Nous attendions tous la réponse des États-Unis à celle de Bruno. Le mieux qu’aient pu faire l’ambassadeur et sa délégation – qui ne nous pas fait du moins le coup du mépris en abandonnant la salle – ça a été de résister de pied ferme à cette volée d’arguments irréfutables. La réplique de Cuba les a paralysés : j’ai eu la sensation qu’ils s’évanouissaient progressivement avant de disparaître de la scène.

Malgré ces cinquante ans de blocus, la superpuissance n’a pas pu et ne pourra pas vaincre la Révolution cubaine. Je ne me suis pas amusé à compter les voix pour et contre la Résolution. J’ai constaté en revanche la chaleur et la conviction de ceux qui sont intervenus contre cette mesure injuste et arbitraire. C’est une erreur de croire qu’elle pourra se maintenir indéfiniment. On a assisté à un soulèvement. Les peuples en ont assez des agressions, des pillages, des abus et des duperies.

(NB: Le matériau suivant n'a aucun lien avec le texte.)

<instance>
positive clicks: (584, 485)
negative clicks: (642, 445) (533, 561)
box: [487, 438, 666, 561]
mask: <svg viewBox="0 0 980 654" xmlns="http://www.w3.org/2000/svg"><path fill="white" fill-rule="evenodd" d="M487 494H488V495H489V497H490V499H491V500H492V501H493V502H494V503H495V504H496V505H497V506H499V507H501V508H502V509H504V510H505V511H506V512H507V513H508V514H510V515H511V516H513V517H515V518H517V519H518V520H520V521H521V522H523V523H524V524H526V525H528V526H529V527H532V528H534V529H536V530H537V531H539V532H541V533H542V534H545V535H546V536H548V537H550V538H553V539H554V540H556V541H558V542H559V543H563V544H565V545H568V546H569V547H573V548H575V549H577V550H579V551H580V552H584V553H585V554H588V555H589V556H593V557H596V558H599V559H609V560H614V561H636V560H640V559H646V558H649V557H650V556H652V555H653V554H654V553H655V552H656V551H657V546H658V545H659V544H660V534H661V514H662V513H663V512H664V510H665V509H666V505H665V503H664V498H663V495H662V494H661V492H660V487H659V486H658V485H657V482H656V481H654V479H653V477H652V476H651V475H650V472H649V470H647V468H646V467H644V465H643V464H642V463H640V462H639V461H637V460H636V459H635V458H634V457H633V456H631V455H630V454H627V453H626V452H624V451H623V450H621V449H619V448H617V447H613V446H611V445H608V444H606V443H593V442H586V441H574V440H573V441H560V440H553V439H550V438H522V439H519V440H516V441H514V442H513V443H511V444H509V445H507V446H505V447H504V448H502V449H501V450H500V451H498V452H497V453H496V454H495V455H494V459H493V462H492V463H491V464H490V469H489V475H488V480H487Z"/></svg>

Les délégations n’avaient jamais protesté avec autant de vigueur contre la façon dont les USA se moquent avec mépris de la communauté internationale qui condamne à juste titre un acte de génocide réitéré d’année en année. Les peuples sont conscients que le plus grave, c’est le pillage systématique des ressources naturelles imposé à la plupart d’entre eux, la pénurie progressive d’aliments, la destruction de l’environnement, la quantité croissante de guerres contre d’autres peuples à partir de bases militaires installés dans plus de soixante-quinze pays et le danger accru d’une guerre qui serait suicidaire pour tous les peuples du monde.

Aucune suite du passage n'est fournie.